Re: [RFC PATCH 1/2] mempool: do not consume memory reserves from the reclaim path

From: Michal Hocko
Date: Tue Jul 19 2016 - 03:49:42 EST


On Mon 18-07-16 19:00:57, David Rientjes wrote:
> On Mon, 18 Jul 2016, Michal Hocko wrote:
>
> > David Rientjes was objecting that such an approach wouldn't help if the
> > oom victim was blocked on a lock held by process doing mempool_alloc. This
> > is very similar to other oom deadlock situations and we have oom_reaper
> > to deal with them so it is reasonable to rely on the same mechanism
> > rather inventing a different one which has negative side effects.
> >
>
> Right, this causes oom livelock as described in the aforementioned thread:
> the oom victim is waiting on a mutex that is held by a thread doing
> mempool_alloc().

The backtrace you have provided:
schedule
schedule_timeout
io_schedule_timeout
mempool_alloc
__split_and_process_bio
dm_request
generic_make_request
submit_bio
mpage_readpages
ext4_readpages
__do_page_cache_readahead
ra_submit
filemap_fault
handle_mm_fault
__do_page_fault
do_page_fault
page_fault

is not PF_MEMALLOC context AFAICS so clearing __GFP_NOMEMALLOC for such
a task will not help unless that task has TIF_MEMDIE. Could you provide
a trace where the PF_MEMALLOC context holding a lock cannot make a
forward progress?

> The oom reaper is not guaranteed to free any memory, so
> nothing on the system can allocate memory from the page allocator.

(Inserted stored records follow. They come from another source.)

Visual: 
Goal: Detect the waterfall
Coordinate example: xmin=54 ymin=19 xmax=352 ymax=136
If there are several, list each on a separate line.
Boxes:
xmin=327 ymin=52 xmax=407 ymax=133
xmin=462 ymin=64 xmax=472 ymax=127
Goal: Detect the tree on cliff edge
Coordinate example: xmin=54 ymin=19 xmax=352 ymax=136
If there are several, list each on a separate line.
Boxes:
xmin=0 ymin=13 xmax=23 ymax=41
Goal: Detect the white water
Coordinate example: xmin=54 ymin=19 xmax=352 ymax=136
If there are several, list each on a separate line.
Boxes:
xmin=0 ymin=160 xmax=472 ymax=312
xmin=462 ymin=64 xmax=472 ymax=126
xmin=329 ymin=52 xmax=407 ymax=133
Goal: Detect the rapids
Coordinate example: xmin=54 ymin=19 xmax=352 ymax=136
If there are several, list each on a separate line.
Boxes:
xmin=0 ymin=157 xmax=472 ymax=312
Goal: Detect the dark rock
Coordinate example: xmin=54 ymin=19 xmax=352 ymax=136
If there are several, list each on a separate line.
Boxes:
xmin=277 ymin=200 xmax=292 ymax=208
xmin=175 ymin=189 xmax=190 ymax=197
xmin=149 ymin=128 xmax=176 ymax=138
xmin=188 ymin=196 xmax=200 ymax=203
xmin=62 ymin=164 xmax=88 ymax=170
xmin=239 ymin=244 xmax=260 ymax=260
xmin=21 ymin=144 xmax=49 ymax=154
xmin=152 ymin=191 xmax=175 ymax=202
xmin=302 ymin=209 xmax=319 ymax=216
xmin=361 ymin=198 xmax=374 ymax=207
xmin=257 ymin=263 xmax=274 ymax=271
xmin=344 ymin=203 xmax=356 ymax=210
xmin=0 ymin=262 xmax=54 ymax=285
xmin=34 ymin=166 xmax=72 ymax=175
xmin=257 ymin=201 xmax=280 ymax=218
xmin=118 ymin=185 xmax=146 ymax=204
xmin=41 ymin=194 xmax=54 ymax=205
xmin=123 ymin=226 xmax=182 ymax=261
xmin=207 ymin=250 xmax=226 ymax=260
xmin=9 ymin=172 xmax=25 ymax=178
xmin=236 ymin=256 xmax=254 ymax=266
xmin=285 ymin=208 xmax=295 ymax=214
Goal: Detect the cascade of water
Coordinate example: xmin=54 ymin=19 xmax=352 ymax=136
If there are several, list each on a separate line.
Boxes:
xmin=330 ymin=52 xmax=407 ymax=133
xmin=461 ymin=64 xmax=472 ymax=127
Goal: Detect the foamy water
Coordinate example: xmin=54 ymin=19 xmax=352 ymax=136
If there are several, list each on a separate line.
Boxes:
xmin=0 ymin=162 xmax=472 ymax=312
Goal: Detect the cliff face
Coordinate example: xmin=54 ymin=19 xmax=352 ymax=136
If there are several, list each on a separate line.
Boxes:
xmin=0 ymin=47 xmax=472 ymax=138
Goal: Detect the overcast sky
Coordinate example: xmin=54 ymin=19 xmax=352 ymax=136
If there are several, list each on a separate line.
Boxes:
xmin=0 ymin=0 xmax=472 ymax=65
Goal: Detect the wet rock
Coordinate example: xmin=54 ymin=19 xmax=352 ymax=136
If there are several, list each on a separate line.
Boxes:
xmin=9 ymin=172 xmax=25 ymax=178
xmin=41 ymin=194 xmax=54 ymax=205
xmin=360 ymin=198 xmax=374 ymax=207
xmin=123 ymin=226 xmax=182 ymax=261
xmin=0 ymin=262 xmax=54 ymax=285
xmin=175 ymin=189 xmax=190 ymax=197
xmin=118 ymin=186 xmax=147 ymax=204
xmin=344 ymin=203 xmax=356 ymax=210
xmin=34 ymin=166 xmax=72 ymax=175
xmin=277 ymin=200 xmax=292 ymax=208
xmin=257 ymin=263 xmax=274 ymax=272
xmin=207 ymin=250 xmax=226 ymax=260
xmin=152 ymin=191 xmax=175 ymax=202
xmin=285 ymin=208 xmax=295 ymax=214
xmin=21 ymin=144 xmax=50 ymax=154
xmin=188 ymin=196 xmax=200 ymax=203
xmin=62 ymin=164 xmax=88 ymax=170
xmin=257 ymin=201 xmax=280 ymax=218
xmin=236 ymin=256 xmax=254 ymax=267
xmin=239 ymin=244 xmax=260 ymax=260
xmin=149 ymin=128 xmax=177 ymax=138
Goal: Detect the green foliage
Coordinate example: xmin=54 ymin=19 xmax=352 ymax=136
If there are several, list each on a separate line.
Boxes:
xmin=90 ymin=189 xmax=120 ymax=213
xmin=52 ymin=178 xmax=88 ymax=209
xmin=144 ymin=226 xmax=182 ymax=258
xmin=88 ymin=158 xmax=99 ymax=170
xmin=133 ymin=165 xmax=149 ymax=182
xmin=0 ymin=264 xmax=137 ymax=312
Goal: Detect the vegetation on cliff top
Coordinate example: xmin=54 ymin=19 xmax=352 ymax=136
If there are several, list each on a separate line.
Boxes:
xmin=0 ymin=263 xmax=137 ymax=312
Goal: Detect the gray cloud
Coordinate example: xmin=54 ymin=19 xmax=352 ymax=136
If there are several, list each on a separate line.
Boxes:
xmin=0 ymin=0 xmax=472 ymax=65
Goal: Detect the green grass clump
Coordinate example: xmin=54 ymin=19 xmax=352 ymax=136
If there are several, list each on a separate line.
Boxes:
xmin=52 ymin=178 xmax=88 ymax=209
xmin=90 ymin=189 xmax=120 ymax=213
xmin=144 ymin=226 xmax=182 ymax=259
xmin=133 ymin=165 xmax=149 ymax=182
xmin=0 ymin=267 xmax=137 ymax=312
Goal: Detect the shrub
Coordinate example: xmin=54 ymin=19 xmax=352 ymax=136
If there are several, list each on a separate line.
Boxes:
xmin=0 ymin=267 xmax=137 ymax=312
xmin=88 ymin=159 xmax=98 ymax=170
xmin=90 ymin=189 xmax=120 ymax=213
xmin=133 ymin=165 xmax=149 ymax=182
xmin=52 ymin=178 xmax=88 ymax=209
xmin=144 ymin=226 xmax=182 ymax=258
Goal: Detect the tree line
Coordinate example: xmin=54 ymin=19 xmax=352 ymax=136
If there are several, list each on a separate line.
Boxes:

Sure, there is no guarantee but as I've said earlier, 1) oom_reaper will
allow to select another victim in many cases and 2) such a deadlock is
no different from any other where the victim cannot continue because of
another context blocking a lock while waiting for memory. Tweaking
mempool allocator to potentially catch such a case in a different way
doesn't sound right in principle, not to mention this is other dangerous
side effects.

> I think the better solution here is to allow mempool_alloc() users to set
> __GFP_NOMEMALLOC if they are in a context which allows them to deplete
> memory reserves.

I am not really sure about that. I agree with Johannes [1] that this
is bending mempool allocator into an undesirable direction because
the point of the mempool is to have its own reliably reusable memory
reserves. Now I am even not sure whether TIF_MEMDIE exception is a
good way forward and a plain revert is more appropriate. Let's CC
Johannes. The patch is [2].

[1] http://lkml.kernel.org/r/20160718151445.GB14604@xxxxxxxxxxx
[2] http://lkml.kernel.org/r/1468831285-27242-1-git-send-email-mhocko@xxxxxxxxxx
--
Michal Hocko
SUSE Labs